The subject knowledge is indispensable because only teachers who have a deep
understanding of content are capable of “making connections, promoting
discovery, evaluating alternative responses, and providing experiences that
promote higher-level thinking skills” (Cain, 2000). On the
other hand, content knowledge is not enough because we expect teachers to do
more than walking their students step-by-step through an algorithm. As Franke (2000) points out:
Knowledge-in-action
demands that teachers know how to use their knowledge of the content to enhance
the understanding of their students. Teachers need to know what question to ask
when a student tells them that 7 =3 +4 is not true. They need to know which
problem to pose next and what a student could say to demonstrate understanding.
That
is, we need elementary teachers to develop an attitude towards learning and
teaching mathematics that will help them communicate the truth that mathematics
is not “a succession of disparate facts, definitions, and computational
procedures to be memorized piecemeal” (CBMS Recommendations,
2001). Rather, we need to provide elementary teachers with a program that
will enable them to become teachers with “detailed knowledge of students’
thinking, a way of organizing that knowledge, and a view that this knowledge is
theirs to add to, challenge, and adapt” (Franke, 2000).
Let’s look more closely into the three sets of expectations as outlined by the
CBMS, NCTM and Achieve (Foundations for Success).
The
CBMS recommendations (2001) sum up the qualifications of an elementary teacher
as follows:
Teaching
elementary mathematics requires both considerable mathematical knowledge and a
wide range of pedagogical skills. For example, teachers must have the patience
to listen for, as well as the ability to hear, the sense---the logic---in
children's mathematical ideas. They need to see the topics they teach as embedded
in rich networks of interrelated concepts, know where, within those networks,
to situate the tasks they set their students and the ideas these tasks elicit.

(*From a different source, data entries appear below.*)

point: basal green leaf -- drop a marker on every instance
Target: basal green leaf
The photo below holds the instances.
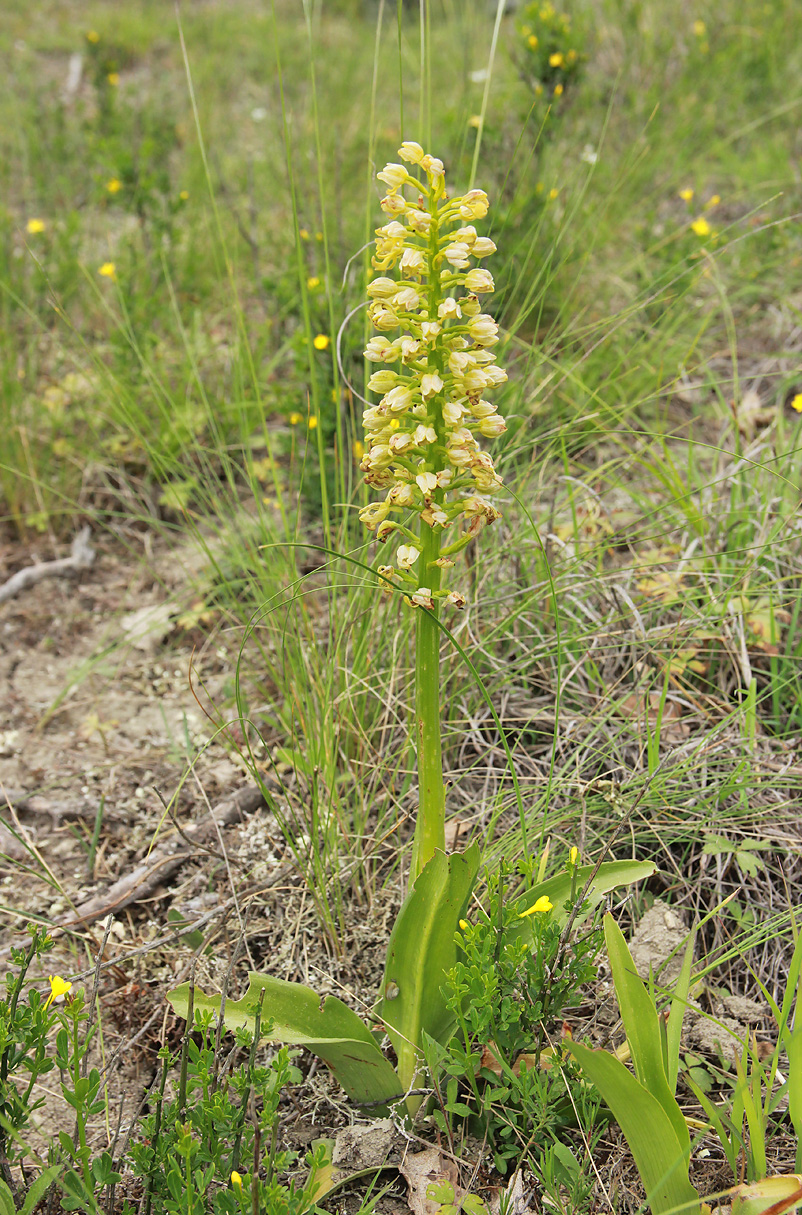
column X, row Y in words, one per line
column 419, row 951
column 328, row 1028
column 643, row 1029
column 660, row 1157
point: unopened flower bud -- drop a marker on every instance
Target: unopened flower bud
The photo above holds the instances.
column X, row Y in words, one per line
column 407, row 555
column 474, row 204
column 411, row 152
column 430, row 385
column 397, row 399
column 450, row 310
column 382, row 288
column 479, row 282
column 383, row 380
column 483, row 247
column 394, row 175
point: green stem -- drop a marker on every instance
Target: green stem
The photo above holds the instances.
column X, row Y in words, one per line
column 430, row 828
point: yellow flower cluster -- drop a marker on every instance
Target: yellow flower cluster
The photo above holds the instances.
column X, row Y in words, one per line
column 422, row 438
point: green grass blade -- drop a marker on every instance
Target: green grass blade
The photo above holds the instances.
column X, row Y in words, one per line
column 678, row 1005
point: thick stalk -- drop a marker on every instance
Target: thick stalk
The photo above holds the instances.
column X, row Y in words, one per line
column 430, row 828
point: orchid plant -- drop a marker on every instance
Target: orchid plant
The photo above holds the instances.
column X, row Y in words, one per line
column 423, row 452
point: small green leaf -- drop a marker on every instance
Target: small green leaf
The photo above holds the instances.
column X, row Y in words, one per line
column 6, row 1201
column 39, row 1187
column 611, row 875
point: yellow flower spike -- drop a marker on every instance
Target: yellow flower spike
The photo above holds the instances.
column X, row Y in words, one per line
column 542, row 906
column 58, row 989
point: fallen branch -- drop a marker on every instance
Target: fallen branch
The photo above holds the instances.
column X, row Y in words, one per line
column 164, row 860
column 82, row 557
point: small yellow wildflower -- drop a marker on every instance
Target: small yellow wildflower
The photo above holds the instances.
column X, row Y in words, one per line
column 58, row 989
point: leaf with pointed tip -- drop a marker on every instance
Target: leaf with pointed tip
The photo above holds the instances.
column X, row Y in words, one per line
column 326, row 1027
column 660, row 1157
column 419, row 951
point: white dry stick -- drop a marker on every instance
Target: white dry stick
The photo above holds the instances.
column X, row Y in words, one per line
column 82, row 557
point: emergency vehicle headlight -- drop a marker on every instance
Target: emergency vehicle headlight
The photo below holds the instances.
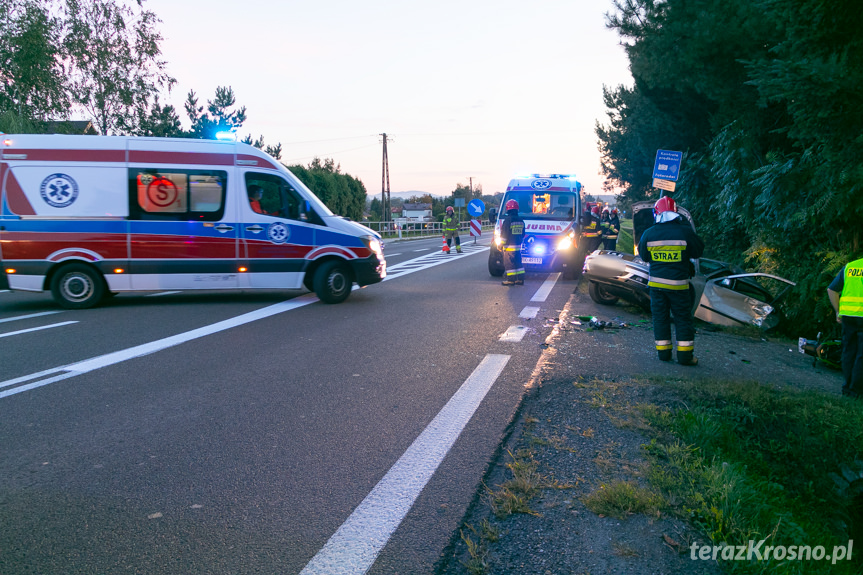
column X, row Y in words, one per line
column 375, row 245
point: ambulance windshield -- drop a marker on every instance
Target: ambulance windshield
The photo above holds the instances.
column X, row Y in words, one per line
column 544, row 205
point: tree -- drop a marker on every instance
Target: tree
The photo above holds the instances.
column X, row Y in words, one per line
column 32, row 83
column 113, row 61
column 219, row 115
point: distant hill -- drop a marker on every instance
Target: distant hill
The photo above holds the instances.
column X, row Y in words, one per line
column 404, row 195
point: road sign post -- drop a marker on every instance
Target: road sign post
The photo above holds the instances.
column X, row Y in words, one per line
column 666, row 169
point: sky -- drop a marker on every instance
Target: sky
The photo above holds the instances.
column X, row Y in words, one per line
column 468, row 92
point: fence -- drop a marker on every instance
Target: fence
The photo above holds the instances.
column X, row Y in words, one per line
column 419, row 229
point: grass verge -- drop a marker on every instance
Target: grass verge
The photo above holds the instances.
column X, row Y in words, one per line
column 745, row 462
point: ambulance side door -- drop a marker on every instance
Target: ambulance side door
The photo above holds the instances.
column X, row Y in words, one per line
column 182, row 235
column 278, row 231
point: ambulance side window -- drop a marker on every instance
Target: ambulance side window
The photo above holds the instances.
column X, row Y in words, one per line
column 280, row 199
column 175, row 194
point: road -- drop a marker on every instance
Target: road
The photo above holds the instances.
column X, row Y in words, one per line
column 261, row 432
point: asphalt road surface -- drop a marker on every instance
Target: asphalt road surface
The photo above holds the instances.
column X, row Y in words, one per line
column 261, row 432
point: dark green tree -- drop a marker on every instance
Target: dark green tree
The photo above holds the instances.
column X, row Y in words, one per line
column 113, row 61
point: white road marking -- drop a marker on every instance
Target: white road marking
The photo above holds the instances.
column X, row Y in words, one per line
column 28, row 316
column 357, row 543
column 41, row 327
column 101, row 361
column 529, row 312
column 545, row 289
column 514, row 334
column 71, row 370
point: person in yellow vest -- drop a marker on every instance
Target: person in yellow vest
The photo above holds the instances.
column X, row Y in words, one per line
column 846, row 297
column 450, row 229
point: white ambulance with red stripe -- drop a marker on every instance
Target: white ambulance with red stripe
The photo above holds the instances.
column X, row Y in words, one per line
column 550, row 205
column 84, row 216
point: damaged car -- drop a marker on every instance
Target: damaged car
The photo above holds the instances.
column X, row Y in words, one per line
column 722, row 294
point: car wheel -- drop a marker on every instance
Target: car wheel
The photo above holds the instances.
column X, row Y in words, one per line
column 600, row 295
column 333, row 282
column 77, row 286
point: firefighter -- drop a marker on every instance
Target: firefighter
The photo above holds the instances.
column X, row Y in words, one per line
column 511, row 235
column 611, row 231
column 590, row 230
column 668, row 246
column 450, row 229
column 846, row 296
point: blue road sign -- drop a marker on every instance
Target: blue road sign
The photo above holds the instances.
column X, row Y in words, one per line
column 667, row 166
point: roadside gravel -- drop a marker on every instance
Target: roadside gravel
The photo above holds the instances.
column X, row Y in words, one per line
column 574, row 430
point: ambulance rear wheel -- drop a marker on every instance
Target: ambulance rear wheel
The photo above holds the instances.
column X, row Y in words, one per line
column 333, row 282
column 77, row 286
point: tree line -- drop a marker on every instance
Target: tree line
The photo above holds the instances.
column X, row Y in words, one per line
column 103, row 59
column 765, row 99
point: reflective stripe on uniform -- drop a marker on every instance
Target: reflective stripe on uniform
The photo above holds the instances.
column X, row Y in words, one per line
column 663, row 283
column 685, row 345
column 662, row 344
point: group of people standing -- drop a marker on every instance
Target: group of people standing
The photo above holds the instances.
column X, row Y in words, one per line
column 600, row 228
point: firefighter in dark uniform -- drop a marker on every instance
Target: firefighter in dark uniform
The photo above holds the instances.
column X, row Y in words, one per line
column 611, row 230
column 591, row 232
column 846, row 296
column 667, row 247
column 512, row 235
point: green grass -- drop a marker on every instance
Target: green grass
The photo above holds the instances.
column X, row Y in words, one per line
column 747, row 462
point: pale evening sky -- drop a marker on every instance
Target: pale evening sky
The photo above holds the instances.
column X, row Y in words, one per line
column 463, row 88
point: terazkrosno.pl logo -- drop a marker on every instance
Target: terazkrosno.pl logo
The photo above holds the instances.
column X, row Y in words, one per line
column 59, row 190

In preparing a lesson, they must be able to appraise and select appropriate
activities, and choose representations that will bring into focus the
mathematics on the agenda. Then, in the flow of the lesson, they must instantly
decide which among the alternative courses of action open to them will best
sustain productive discussion.
Plainly
speaking, the CBMS recommends that the elementary teachers should be highly
aware of the numerous connections in the mathematical ideas. They should be
flexible in drawing upon their personal knowledge of the subject and help
redirect students as they wander off many tangents to focus back on a
productive discussion about the math involved. Therefore, the teachers should
have ample patience to listen and understand the reasoning of their young
scientists so that they can build on a student’s conjectures rather than giving
them recipes of the right way to solve a problem. In short, the teachers should
act like a catalyst in a class full of experimentation and exciting
discoveries.
In
addition, there are some expectations on behalf of the National Council of
Teachers of Mathematics (NCTM). Although the document doesn’t explicitly
outline the requirements for elementary teachers’ certification, it does
present the following set of expectations for teachers in general and some
aspirations for the elementary teachers in specific (NCTM,
2001):
In
the elementary grades, convincing students that they can do mathematics and
helping them enjoy it are important goals.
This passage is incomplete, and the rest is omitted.